KAI previously forecast that Surion variants would be able to replace about 80 foreign helicopters used by government agencies by 2030, reaping nearly $1.8 billion. Currently, government agencies operate about 100 helicopters, while about 100 corporate and private helicopters are flown in the country.
KAI has signed contracts to supply the Korean National Police Agency with eight patrol variants of the Surion; the Korea Forest Service with one firefighting version; the Fire Safety Headquarters of Jeju Special Self-Governing Province with one firefighting and rescue version; and the Coast Guard with two maritime patrol derivatives.
Some of the agencies, however, are having second thoughts about additional orders of Surion variants.
“The Surion patrol helicopter has conducted successful missions so far, but we’re not sure if we can order more in the current state,” said an air operations management official at the Korean National Police Agency, speaking on condition of anonymity. “We’re closely watching the results of the investigation into the Marineon crash.”
Even before the Marineon accident, many fire and rescue departments across the country were hesitant to introduce Surion variants, citing the lack of an airworthiness certificate for safe flights. The Surion was originally built for domestic military operations, and so it only received a certificate of airworthiness from the DAPA. But some of the fire and rescue headquarters issued requirements including a certificate of airworthiness from the International Civilian Aviation Organization, or at least one from the local transportation ministry.

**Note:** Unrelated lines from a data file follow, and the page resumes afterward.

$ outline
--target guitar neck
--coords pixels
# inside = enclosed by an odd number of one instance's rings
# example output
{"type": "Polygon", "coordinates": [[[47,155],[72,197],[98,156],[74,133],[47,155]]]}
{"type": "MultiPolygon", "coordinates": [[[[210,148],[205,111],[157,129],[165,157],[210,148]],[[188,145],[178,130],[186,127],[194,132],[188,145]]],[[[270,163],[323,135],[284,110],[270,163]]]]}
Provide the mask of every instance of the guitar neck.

Against that backdrop, both the fire and disaster headquarters in Seoul and Busan purchased AgustaWestland AW189 and AW139 medium-lift helicopters, respectively, in 2016. Last year, the National 119 Rescue Headquarters signed a contract with Airbus Helicopters to buy two H225 helicopters.
“The first priority is safety. That’s the bottom line,” noted Kim Kyung-ho, a deputy director of the National 119 Rescue Headquarters in Seoul. “We didn’t intend to deny a local helicopter nor give a favor to a foreign helicopter. As an agency tasked with rescue operations, we just need helicopters guaranteed for safety both locally and internationally.”

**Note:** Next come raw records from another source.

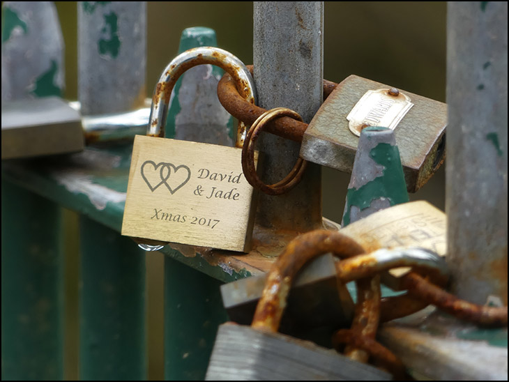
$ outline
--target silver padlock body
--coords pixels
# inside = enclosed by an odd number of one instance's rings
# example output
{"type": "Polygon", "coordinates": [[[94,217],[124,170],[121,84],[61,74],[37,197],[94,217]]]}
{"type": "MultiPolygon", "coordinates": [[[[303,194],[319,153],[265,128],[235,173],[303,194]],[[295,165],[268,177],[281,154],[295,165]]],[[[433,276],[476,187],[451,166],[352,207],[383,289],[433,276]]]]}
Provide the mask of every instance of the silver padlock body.
{"type": "Polygon", "coordinates": [[[392,376],[336,351],[280,333],[219,327],[206,381],[389,381],[392,376]]]}
{"type": "Polygon", "coordinates": [[[61,98],[45,97],[2,102],[1,158],[81,151],[79,113],[61,98]]]}
{"type": "MultiPolygon", "coordinates": [[[[340,171],[351,173],[358,137],[350,131],[347,117],[368,91],[391,86],[356,75],[340,82],[315,114],[304,133],[301,157],[340,171]]],[[[415,192],[434,174],[445,158],[447,105],[399,89],[413,106],[394,128],[407,188],[415,192]]],[[[377,105],[363,105],[380,110],[377,105]]],[[[375,113],[377,114],[377,113],[375,113]]],[[[386,122],[379,124],[381,127],[386,122]]],[[[377,125],[374,123],[372,125],[377,125]]]]}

Surion’s export bids remains unclear.
Following a visit by President of the Philippines Rodrigo Duterte to Seoul last month, the Philippines' Department of National Defense looked into buying a score of Surion helicopters as an alternative to a botched deal to procure 16 Bell EPI helicopters from Canada. KAI President Kim Jo-won had told a parliamentary forum on June 28 that “the Surion deal worth $220 million is in the final stage.”
Following the fatal crash, however, the Manila government halted discussions about the Surion purchase, according to DAPA and KAI officials.

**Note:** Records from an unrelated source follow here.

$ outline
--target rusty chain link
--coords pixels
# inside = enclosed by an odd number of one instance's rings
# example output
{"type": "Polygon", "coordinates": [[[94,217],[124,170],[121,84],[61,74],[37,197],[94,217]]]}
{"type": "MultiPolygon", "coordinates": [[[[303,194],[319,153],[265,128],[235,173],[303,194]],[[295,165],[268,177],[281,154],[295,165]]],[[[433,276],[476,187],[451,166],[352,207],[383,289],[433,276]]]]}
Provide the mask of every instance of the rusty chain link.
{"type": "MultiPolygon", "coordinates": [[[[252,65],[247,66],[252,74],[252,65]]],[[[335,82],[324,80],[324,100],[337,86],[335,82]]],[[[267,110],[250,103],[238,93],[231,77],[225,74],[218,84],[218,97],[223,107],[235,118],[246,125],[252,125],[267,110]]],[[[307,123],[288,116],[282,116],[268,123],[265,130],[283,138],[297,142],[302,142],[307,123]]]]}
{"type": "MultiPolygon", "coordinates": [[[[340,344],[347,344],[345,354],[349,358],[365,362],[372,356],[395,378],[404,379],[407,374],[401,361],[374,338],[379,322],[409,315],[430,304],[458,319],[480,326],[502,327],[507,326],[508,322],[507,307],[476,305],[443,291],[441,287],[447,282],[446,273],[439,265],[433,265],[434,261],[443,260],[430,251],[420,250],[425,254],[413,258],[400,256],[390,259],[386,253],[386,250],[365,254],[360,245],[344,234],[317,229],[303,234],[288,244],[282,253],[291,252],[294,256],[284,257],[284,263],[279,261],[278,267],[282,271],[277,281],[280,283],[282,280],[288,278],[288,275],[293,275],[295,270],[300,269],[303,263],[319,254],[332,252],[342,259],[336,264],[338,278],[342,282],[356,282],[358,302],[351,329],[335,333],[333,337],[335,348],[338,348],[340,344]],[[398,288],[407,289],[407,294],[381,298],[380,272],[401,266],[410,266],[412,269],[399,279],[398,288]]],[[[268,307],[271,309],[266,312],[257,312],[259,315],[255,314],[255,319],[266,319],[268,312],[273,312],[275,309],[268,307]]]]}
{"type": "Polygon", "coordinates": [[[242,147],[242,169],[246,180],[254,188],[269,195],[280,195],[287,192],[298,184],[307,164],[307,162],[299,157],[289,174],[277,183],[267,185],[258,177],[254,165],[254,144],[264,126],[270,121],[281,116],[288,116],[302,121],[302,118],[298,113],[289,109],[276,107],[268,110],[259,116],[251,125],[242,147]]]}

“The Philippines government requested us to provide information about the cause of the accident,” a KAI official said. “Discussions about the Surion export are expected to resume after the results of [the] investigation [are] release[d].”
Modeled after the SA 330 Puma, the Surion was built in technical assistance from Airbus Helicopters, formerly known as Eurocopter, under a 2006 deal valued at $1.2 billion. The 8.7-metric-ton rotorcraft can accommodate two pilots, two gunners and nine fully armed troops. Without arms and equipment, it can handle 16 troops. The helicopter can fly at a cruise speed of 279 kph.
South Korea chose Airbus Helicopters for a new light helicopter development project in 2015. Under the $1.4 billion agreement, South Korea will develop a light-weight helicopter with a gross weight of about 4.5 metric tons for both civil and military purposes.
The helicopter will be designed on the basis of the Airbus H155, a wide-cabin derivative of the AS365 Dauphin of the 1970s. The civilian variant is to be developed by 2020 and the military version by 2022, with the aim of supplying about 400 units domestically and exporting some 600 units overseas.